Neues Dienstgebäude für rund 100 Bedienstete
Die bestehende Dienststelle in der Schwaaner Straße ist in die Jahre gekommen. Eine Sanierung des Altbaus erwies sich laut Finanzministerium als unwirtschaftlicher als ein Neubau. Rund 100 Bedienstete der Polizeiinspektion, des Hauptreviers und des Kriminalkommissariats sollen künftig in dem neuen Gebäude arbeiten.

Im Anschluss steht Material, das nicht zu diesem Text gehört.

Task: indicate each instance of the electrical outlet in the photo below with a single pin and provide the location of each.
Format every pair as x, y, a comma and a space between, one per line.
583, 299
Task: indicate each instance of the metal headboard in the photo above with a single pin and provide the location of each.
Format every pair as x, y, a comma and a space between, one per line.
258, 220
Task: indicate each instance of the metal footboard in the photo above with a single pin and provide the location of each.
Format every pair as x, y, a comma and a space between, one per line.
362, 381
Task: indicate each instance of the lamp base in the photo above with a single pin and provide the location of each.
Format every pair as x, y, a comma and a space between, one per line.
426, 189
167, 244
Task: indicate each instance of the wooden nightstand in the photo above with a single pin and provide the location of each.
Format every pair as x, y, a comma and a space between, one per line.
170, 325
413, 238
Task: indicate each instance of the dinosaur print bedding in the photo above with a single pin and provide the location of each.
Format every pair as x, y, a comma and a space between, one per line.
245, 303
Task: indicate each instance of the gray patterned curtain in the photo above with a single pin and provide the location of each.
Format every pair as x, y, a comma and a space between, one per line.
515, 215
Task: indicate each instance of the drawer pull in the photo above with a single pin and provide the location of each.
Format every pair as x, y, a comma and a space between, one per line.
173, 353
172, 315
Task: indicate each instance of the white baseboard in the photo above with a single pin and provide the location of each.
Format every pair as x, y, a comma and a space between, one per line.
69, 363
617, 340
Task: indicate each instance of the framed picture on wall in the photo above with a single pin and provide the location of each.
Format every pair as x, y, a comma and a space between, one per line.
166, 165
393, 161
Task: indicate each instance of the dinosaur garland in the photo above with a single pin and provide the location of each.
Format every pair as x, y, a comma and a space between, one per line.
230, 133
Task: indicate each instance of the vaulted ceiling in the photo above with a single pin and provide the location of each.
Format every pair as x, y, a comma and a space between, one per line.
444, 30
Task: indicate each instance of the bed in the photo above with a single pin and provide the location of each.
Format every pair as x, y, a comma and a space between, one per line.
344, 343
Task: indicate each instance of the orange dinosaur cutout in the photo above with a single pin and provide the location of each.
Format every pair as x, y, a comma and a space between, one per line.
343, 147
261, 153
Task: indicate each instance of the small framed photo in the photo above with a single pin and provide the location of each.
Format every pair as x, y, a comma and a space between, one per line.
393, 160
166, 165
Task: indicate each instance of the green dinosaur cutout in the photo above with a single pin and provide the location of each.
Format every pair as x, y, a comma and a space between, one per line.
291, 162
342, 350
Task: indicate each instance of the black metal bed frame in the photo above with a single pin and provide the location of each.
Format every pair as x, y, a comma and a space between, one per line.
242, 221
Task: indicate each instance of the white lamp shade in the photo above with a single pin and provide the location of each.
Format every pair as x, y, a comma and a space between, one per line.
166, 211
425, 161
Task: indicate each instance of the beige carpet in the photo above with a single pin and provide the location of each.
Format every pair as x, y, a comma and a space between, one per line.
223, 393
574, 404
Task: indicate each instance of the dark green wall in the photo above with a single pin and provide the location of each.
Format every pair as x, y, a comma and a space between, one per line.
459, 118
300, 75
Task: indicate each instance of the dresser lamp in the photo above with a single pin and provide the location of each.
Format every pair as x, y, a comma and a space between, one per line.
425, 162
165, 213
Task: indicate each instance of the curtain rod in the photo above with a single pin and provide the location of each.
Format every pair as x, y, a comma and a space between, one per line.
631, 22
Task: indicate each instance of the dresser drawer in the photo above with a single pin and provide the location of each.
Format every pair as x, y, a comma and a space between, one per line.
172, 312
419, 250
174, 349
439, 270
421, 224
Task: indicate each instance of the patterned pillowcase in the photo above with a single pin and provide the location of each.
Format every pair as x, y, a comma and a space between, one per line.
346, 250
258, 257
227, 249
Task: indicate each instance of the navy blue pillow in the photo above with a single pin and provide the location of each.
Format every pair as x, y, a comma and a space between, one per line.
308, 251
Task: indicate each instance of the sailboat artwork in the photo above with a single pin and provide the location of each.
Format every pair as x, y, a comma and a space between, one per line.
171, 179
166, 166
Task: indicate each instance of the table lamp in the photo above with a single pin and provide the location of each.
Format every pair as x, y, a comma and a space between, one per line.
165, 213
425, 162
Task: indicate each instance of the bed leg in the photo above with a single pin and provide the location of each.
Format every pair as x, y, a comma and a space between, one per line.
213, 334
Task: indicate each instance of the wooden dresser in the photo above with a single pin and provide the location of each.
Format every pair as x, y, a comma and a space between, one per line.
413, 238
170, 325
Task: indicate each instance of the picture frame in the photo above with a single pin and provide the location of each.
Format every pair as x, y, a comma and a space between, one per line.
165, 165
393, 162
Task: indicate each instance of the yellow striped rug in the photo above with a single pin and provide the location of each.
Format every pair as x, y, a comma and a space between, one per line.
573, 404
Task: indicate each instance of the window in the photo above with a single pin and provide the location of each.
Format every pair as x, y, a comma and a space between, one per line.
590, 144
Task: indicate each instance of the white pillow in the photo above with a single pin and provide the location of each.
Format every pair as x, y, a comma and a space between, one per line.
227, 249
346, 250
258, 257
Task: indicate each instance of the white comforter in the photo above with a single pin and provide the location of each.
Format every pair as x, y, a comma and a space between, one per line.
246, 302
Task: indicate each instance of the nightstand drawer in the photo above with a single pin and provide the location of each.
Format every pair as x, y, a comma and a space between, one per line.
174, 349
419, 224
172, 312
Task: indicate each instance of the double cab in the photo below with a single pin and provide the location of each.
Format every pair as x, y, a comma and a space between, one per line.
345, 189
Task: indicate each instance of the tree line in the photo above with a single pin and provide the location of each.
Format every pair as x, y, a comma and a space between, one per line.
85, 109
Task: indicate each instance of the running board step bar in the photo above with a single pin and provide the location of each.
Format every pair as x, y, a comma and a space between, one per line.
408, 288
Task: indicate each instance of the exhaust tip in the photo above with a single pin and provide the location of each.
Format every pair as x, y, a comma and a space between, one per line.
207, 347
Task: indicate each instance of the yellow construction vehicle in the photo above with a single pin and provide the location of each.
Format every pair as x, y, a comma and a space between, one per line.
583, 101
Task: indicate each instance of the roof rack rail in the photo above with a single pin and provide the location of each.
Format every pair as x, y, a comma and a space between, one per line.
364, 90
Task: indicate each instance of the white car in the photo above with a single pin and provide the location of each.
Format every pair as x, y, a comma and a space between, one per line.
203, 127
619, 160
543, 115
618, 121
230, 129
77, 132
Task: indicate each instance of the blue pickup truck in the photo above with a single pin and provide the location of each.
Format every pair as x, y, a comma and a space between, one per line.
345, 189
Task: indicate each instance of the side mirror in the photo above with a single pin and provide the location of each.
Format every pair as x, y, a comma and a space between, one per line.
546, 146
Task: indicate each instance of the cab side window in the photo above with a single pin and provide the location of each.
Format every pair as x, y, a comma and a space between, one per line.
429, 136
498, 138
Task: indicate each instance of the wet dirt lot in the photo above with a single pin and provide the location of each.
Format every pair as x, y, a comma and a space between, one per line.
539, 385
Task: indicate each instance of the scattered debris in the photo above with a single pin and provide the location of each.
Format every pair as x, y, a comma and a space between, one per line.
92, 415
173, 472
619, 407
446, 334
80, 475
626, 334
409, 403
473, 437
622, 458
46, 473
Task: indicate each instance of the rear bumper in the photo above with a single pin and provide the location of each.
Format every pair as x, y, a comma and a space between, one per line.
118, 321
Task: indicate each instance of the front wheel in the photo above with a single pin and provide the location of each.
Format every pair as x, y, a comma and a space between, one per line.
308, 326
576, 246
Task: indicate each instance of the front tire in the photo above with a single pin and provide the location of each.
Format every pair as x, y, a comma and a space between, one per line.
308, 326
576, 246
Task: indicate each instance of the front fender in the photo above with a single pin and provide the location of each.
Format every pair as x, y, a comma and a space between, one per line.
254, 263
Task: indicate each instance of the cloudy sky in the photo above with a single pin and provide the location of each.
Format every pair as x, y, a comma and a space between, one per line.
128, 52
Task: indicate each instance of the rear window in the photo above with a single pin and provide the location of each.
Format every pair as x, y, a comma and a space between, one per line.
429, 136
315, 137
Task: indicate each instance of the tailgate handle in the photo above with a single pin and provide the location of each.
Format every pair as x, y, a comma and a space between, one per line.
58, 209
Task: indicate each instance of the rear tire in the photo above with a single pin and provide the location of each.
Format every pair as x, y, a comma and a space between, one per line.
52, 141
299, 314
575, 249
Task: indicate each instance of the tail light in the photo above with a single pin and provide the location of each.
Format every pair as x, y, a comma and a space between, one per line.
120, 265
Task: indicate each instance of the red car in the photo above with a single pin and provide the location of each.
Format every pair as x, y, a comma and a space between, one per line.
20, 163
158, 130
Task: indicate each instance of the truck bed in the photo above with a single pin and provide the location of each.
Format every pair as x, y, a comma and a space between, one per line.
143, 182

Das Vorhaben ist Teil eines landesweiten Bauprogramms: Insgesamt fließen rund 100 Millionen Euro in sieben Polizeistandorte. Nach dem Umzug in den Neubau soll geprüft werden, wie die alte Liegenschaft künftig genutzt werden kann. „Sollte kein weiterer Bedarf bestehen, ist auch ein Verkauf möglich“, sagt Ministeriumssprecherin Dr. Anna Lewerenz.
Übungsräume für Spurensicherung an der FH
Parallel dazu entsteht an der Fachhochschule für Polizei in Güstrow ein moderner Bildungscampus. Ein ehemaliges Wohnheim des Fachbereichs Polizei wird zu einer Bildungseinrichtung umgebaut. Geplant sind Schulungs-, Lager- und Büroräume sowie spezielle Übungsbereiche, in denen Tatorte simuliert und die Spurensicherung trainiert werden kann.
Für das 7,7 Millionen Euro teure Projekt erfolgte ebenfalls am Freitag der Spatenstich. Der Umbau soll im Frühjahr 2028 abgeschlossen sein.